Kita tidak menginginkan pesantren yang hanya mencetak lulusan pandai bicara dalil, tapi gagal menjaga akhlak. Simbol-simbol keagamaan tak boleh dijadikan tameng untuk membenarkan perilaku menyimpang. Santri sejati adalah pribadi yang jujur, bertanggung jawab, rendah hati, dan peduli. Santri adalah teladan moral di tengah masyarakat, bukan justru penyebab kegaduhan yang dibungkus atas nama agama.

 

Mengawal Indonesia Menuju Peradaban Dunia

 

Tema Hari Santri 2025, “Mengawal Indonesia Merdeka Menuju Peradaban Dunia”, bukan sekadar slogan seremonial. Ini adalah pesan yang dalam: bahwa peran santri tidak berhenti di balik tembok pesantren. Santri harus menjadi pelopor perubahan, penjaga nilai, sekaligus penggerak peradaban yang membawa Indonesia melangkah lebih jauh di tengah kompetisi global.

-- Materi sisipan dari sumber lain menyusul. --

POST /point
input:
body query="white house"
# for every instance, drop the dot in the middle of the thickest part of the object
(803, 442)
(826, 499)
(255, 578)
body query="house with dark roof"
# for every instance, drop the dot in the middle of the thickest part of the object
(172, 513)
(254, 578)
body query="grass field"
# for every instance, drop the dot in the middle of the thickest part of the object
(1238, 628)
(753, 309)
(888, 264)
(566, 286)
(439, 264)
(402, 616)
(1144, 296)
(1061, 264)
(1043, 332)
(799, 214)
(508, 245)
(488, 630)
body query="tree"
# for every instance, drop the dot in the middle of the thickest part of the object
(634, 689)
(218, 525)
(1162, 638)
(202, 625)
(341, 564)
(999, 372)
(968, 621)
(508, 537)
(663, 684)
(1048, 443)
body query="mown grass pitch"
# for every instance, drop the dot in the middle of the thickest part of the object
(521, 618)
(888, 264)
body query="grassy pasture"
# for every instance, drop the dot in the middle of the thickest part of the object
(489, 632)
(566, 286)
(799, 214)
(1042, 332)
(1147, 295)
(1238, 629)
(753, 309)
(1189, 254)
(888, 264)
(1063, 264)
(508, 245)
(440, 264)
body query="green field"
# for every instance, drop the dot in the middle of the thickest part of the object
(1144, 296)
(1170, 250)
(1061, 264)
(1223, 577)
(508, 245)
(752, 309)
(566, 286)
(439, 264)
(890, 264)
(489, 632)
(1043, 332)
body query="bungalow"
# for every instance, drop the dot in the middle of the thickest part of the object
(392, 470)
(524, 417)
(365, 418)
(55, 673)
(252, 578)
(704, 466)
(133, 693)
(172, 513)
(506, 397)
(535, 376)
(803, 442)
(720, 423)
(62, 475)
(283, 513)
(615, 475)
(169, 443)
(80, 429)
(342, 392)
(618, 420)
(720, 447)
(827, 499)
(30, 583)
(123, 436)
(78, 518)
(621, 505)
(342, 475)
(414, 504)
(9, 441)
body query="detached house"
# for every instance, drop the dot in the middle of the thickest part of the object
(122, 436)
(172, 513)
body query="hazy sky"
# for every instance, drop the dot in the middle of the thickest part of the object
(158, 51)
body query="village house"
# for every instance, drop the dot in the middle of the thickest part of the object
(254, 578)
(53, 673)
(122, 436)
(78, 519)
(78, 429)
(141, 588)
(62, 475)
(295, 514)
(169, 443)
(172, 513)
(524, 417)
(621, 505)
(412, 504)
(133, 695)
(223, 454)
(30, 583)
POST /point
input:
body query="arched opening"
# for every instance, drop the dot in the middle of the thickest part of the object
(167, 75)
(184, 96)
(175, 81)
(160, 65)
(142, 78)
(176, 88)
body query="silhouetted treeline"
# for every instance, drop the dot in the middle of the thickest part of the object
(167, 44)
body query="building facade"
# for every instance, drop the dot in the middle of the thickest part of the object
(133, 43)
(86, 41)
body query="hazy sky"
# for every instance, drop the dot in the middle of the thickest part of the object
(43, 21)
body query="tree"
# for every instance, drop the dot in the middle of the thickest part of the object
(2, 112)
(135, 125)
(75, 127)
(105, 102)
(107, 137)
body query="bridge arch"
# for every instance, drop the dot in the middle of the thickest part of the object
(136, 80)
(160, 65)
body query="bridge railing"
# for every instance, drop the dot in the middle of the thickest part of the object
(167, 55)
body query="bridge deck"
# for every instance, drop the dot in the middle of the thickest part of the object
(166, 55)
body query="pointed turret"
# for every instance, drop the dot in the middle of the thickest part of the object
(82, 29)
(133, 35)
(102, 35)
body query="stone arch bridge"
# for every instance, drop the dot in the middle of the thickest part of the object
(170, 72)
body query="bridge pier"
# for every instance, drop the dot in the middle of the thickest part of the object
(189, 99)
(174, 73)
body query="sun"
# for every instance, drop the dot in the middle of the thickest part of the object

Dulu, santri mengangkat bambu runcing dan kitab suci. Hari ini, santri harus mengangkat pena, pemikiran kritis, dan karya nyata. Santri tidak boleh tertinggal oleh zaman mereka harus jadi pembentuk zaman. Santri harus hadir sebagai duta nilai-nilai Islam rahmatan lil ‘alamin yang membawa wajah Islam dan Indonesia yang damai, inklusif, dan berkemajuan.


Resolusi Jihad adalah api perjuangan yang tidak padam oleh waktu. Ia adalah warisan semangat yang melintasi generasi. Tugas kita hari ini adalah menjaga nyalanya agar terus menyala dengan ilmu, akhlak, dan kontribusi nyata.


Jadilah santri yang tidak hanya pandai bicara, tetapi juga mampu bekerja. Jadilah santri yang tidak hanya cerdas secara intelektual, tetapi juga peka secara sosial. Santri yang membanggakan pesantrennya, umatnya, dan bangsanya. Santri yang menjadi bagian dari solusi, bukan bagian dari masalah.


Selamat Hari Santri 22 Oktober 2025.
Teruslah belajar, teruslah mengabdi, dan teruslah menjadi cahaya peradaban.